Игорь Золотусский - Поэзия прозы
Гоголю не раз приходилось оправдываться за свой смех. В «Театральном разъезде» — этом большом сценическом оправдании, где все решительно слои общества нападают на его смех, — Гоголь прямо выходит к зрителю в финале представления и произносит монолог о «побасенках». Такие выходы он предпринимал и ранее. Фигура автора появляется и в «Повести о том, как поссорился Иван Иванович с Иваном Никифоровичем», и в «Старосветских помещиках». Автор не просто их добрый знакомый, но и земляк: места, которые он описывает, для него близки, и в описании чувствуется небезразличие любящего глаза. Гоголь выходит вместе со своими героями на Невский проспект в «Невском проспекте», он от начала до конца сопровождает Башмачкина на его страдном пути. Его присутствие здесь не аллегорическое, не условно-литературное, когда автор является как рассказчик, как некий Рудый Панько, собирающий разные истории и записывающий их. Он — действующее лицо рассказа, страдательное лицо, и горестные вопросы героев («За что они мучат меня? Чего они хотят от меня, бедного?» — Поприщин. «Оставьте меня, зачем вы меня обижаете?» — Башмачкин. «Боже мой! Боже мой! За что это такое несчастие?» — Ковалев) — это и его вопросы.

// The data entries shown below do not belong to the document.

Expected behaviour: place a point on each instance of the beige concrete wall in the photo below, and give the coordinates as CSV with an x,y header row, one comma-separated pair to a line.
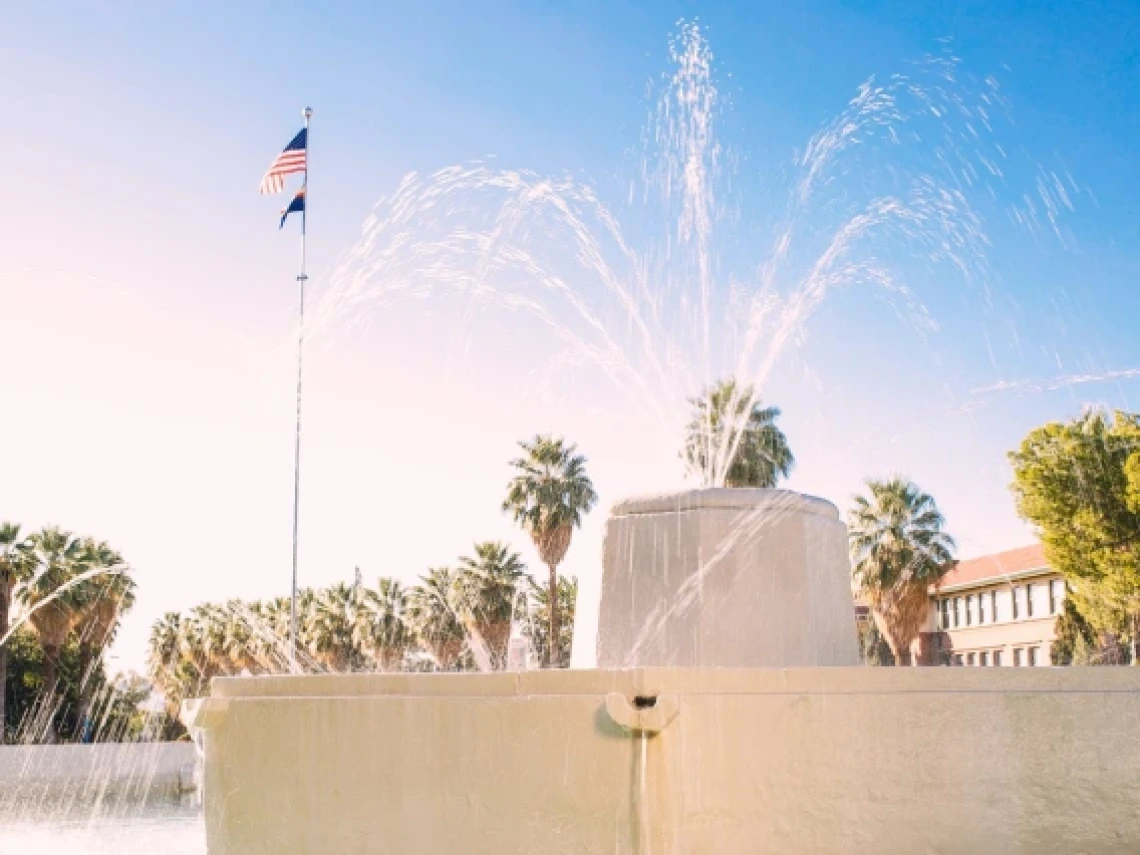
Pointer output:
x,y
725,578
854,760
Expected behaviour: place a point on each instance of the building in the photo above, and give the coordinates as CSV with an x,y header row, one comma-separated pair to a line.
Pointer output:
x,y
996,610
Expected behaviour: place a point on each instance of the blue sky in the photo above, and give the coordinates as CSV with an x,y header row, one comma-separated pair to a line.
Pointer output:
x,y
149,295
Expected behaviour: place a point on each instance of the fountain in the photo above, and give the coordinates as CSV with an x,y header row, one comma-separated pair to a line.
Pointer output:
x,y
796,749
726,711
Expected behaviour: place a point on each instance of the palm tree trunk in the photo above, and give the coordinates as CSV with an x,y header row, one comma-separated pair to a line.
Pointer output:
x,y
1136,637
552,644
5,605
86,664
48,699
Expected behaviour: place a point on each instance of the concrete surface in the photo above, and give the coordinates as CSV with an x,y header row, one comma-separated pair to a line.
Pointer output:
x,y
685,762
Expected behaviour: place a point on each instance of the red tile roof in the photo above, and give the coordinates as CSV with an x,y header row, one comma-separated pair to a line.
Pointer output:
x,y
996,566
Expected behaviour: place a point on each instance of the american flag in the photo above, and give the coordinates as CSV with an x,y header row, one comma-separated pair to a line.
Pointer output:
x,y
291,160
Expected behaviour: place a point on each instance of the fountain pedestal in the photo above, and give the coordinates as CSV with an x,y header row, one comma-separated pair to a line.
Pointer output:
x,y
738,578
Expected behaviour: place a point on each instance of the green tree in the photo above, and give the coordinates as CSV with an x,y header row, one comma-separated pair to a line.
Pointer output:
x,y
381,630
548,496
434,610
491,579
537,629
16,567
331,625
99,603
872,645
1075,642
898,550
50,600
1079,483
733,439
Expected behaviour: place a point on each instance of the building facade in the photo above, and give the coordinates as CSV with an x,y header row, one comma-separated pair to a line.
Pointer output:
x,y
995,610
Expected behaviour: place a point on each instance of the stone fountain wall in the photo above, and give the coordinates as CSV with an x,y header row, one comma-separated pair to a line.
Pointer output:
x,y
726,578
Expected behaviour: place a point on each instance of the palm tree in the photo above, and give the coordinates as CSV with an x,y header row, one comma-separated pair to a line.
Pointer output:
x,y
381,629
51,604
16,567
491,580
898,550
537,628
167,660
548,496
334,616
433,611
100,602
734,439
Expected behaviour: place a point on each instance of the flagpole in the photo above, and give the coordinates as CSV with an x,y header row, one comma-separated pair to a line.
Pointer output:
x,y
300,364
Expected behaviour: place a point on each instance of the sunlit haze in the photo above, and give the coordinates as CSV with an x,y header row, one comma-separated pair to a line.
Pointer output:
x,y
149,302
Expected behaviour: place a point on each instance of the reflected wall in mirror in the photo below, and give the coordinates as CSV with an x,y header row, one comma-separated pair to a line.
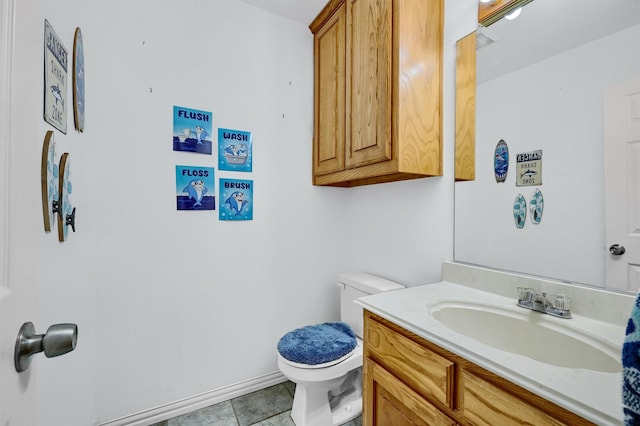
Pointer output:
x,y
540,86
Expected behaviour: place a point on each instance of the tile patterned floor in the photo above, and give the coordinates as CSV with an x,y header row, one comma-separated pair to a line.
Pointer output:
x,y
266,407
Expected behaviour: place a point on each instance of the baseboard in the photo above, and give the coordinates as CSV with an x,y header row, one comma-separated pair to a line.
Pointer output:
x,y
196,402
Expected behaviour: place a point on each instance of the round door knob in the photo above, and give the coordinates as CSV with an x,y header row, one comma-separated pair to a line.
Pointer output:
x,y
616,249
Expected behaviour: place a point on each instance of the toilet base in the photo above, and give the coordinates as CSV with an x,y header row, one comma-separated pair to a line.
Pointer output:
x,y
320,406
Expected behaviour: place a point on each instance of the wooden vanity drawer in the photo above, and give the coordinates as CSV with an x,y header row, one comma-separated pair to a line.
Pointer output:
x,y
425,372
394,403
483,403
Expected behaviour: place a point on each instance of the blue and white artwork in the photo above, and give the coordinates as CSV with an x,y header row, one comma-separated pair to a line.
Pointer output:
x,y
234,150
501,161
195,188
192,130
236,199
519,211
55,79
536,206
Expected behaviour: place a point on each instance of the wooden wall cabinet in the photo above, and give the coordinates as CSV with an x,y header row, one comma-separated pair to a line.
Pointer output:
x,y
408,380
378,91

Безмерною тоскою сопровождаются отъезды автора в повести об Иване Ивановиче и Иване Никифоровиче, и в «Старосветских помещиках», грустной иронией веет от его замечаний о «лжи» Невского проспекта, столь же грустна ирония Гоголя в «Мертвых душах». «У нас у всех много иронии, — писал он в статье „В чем же наконец существо русской поэзии и в чем ее особенность“. — Она видна в наших пословицах и песнях и, что всего изумительней, часто там, где видимо страждет душа и не расположена вовсе к веселости. Глубина этой самобытной иронии еще пред нами не разоблачилась…»
Все это относится и к иронии и смеху Гоголя. Их карающая сила несомненна. Но она и милует и сама, быть может, взывает к милости. Слезы у Гоголя следуют не после смеха (как писал В. Розанов), а являются одновременно с ним, они направлены не в пустоту (тот же упрек В. Розанова), а на человека. В прозе Гоголя, говоря его же словами, «уменье посмеяться» соединено с «уменьем… истинно возблагоговеть».

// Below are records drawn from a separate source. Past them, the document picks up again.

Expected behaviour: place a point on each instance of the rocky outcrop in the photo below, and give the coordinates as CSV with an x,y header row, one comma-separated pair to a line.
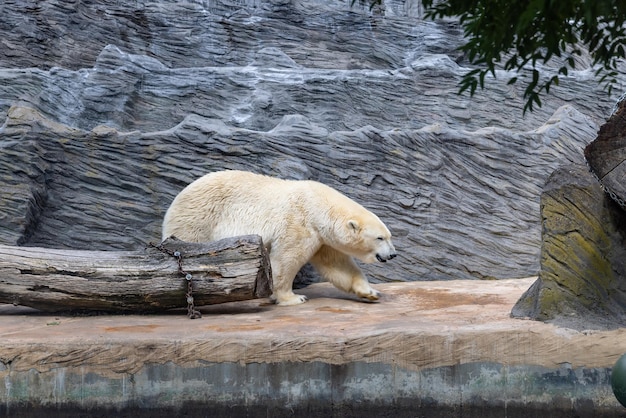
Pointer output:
x,y
582,283
606,155
112,108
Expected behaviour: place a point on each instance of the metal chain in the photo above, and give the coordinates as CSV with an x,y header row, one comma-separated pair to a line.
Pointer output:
x,y
192,313
608,191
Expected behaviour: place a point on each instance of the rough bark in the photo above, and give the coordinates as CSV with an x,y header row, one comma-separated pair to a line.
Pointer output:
x,y
582,282
147,280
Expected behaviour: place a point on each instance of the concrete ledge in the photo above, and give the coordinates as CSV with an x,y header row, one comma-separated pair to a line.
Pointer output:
x,y
439,349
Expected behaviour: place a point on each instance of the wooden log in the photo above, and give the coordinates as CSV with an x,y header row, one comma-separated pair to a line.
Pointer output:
x,y
147,280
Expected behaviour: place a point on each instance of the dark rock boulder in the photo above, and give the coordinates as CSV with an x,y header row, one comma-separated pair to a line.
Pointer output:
x,y
582,282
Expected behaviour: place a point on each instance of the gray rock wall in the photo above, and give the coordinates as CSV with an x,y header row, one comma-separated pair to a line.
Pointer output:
x,y
110,108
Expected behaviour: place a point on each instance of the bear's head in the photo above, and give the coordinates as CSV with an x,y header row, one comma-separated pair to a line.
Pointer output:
x,y
365,237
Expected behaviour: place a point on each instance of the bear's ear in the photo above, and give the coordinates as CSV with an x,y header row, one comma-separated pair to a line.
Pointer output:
x,y
354,225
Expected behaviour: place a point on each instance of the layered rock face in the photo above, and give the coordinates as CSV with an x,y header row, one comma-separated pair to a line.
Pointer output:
x,y
110,108
583,258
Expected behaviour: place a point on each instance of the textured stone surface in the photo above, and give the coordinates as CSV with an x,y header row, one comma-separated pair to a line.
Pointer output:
x,y
111,108
582,283
436,349
606,155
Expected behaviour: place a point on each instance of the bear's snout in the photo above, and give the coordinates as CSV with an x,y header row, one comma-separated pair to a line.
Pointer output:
x,y
384,259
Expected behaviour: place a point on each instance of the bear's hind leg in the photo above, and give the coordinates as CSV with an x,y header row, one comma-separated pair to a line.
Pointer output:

Смех Гоголя всегда нравствен, всегда созидателен. Он, как художник-реставратор, разрушает только то, что наслоено на душе, что годами наросло на ней, как «кора», как некое искажение, которое уродует лик подлинника. Добраться до его первозданной свежести — мечта смеха Гоголя. Оттого он трепещет при мысли, что повредит подлинник, нанесет ему урон, не высветлит до конца. Как на старинных росписях, замазанных позднейшей краской, видится ему в глубине наслоений что-то «чудное», невиданное, «идеал прекрасного человека».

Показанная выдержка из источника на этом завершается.